Bruce laughed. “Turnover? Our diners spend three hours at the table. We’re not trying to turn any tables. People can take their time.”
He tasted the sauce one more time. “Needs a little salt,” he exclaimed and everyone laughed again, finally looking less worried at the effort of transcribing his words, watching his every move and balancing their wine glass.
For the April class it was the first time he had made any of the dishes.
“I’ve made variations,” he said. “But I go to the Farmer’s Market and see what’s there. I work better at the last minute, and it’s all so weather dependent.”
Next to me Martin laboriously wrote recipes while I noted phrases - “bring out the inner tenderness of asparagus” and “skim the scum.” Martin’s nose was aquiver like a hunting dog when he catches scent of my cat. I could understand better his desire to protect his filet knife, snap asparagus by hand. Why he cringes at the sound of my badly minced garlic exploding rather than hissing.

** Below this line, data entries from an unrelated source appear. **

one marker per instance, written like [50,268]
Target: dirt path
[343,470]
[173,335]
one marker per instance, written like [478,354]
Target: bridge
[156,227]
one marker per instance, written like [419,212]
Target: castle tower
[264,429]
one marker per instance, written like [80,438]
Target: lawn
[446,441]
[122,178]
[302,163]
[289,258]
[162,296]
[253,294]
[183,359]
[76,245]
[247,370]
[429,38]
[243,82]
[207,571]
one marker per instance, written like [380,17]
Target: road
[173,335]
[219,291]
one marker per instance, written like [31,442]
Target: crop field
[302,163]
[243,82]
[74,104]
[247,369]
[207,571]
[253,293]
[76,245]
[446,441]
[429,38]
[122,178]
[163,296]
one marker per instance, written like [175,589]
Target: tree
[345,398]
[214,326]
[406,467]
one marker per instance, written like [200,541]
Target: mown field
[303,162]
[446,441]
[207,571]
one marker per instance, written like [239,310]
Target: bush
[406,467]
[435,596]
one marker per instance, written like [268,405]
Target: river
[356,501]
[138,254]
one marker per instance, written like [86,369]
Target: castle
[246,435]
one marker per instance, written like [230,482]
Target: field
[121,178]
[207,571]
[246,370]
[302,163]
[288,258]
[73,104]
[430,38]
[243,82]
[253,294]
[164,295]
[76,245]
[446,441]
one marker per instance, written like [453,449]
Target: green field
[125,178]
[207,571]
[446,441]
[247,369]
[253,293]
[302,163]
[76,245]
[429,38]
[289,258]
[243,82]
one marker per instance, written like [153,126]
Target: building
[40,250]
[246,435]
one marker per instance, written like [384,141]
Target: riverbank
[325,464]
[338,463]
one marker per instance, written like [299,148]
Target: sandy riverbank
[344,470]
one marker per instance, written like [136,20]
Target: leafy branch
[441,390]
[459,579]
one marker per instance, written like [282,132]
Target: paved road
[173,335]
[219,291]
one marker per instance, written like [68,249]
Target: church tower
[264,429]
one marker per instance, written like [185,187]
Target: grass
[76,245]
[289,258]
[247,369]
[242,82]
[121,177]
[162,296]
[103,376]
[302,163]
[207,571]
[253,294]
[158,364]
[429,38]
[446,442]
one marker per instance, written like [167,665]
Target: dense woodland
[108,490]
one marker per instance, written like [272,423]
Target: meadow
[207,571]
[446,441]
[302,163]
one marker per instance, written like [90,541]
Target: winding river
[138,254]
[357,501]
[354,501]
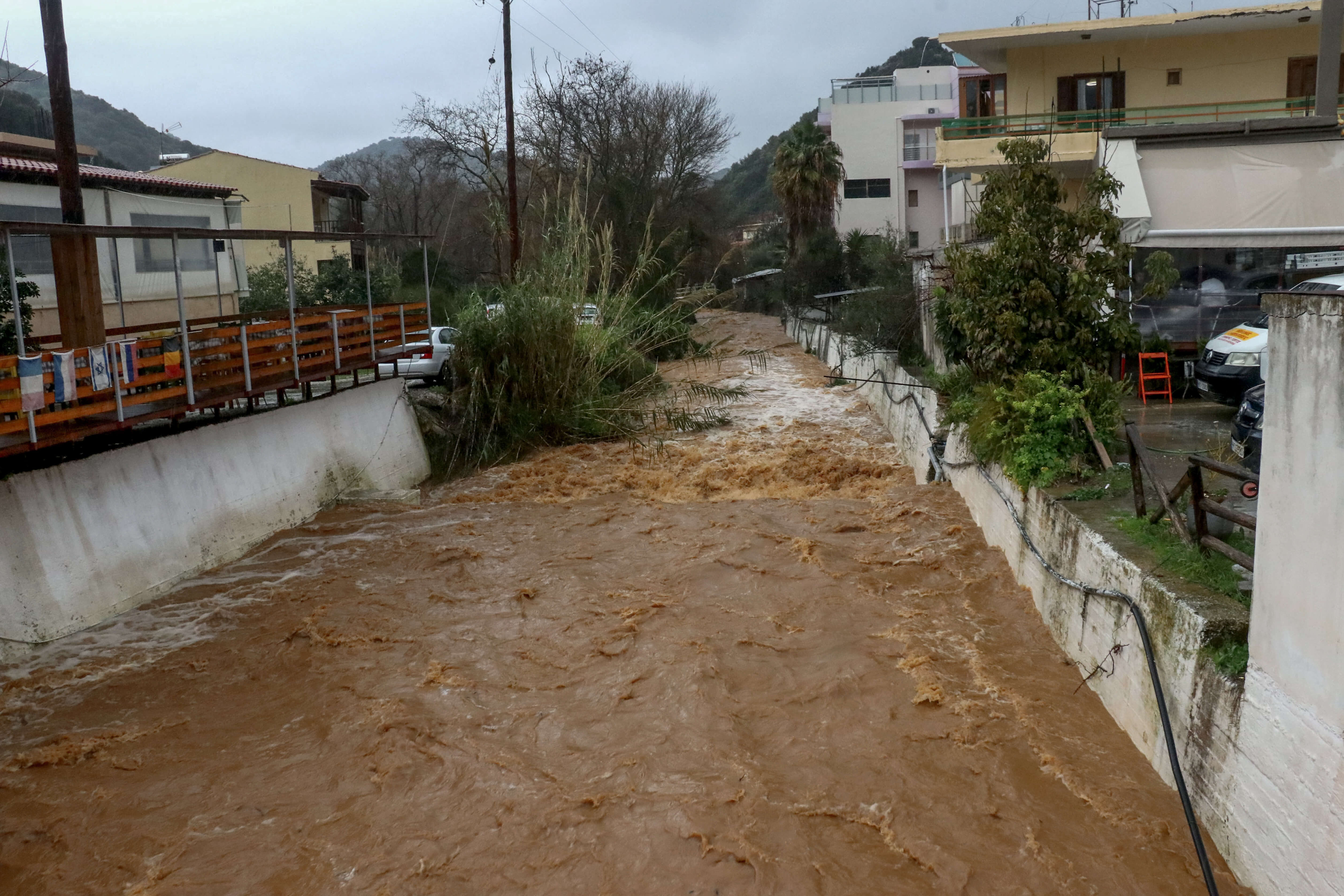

Bruce’s students are not planning to become commercial chefs, but none will pass Le Gourmand’s innocent façade without thinking of a certain creation, some marriage of cognac and cream. The dining room may not be accessible to everyone but on the last Sunday of the month the kitchen is a veritable open book, as food-stained, straightforward and savory as Bruce Naftaly himself, a man who constantly delights in the next wild thing.
Le Gourmand is open for dinner Wednesday-Saturday nights. Sambar is open Monday-Saturday. Their web site in case you want to read the description of a nine course chocolate dinner is at www.legourmandrestaurant.com.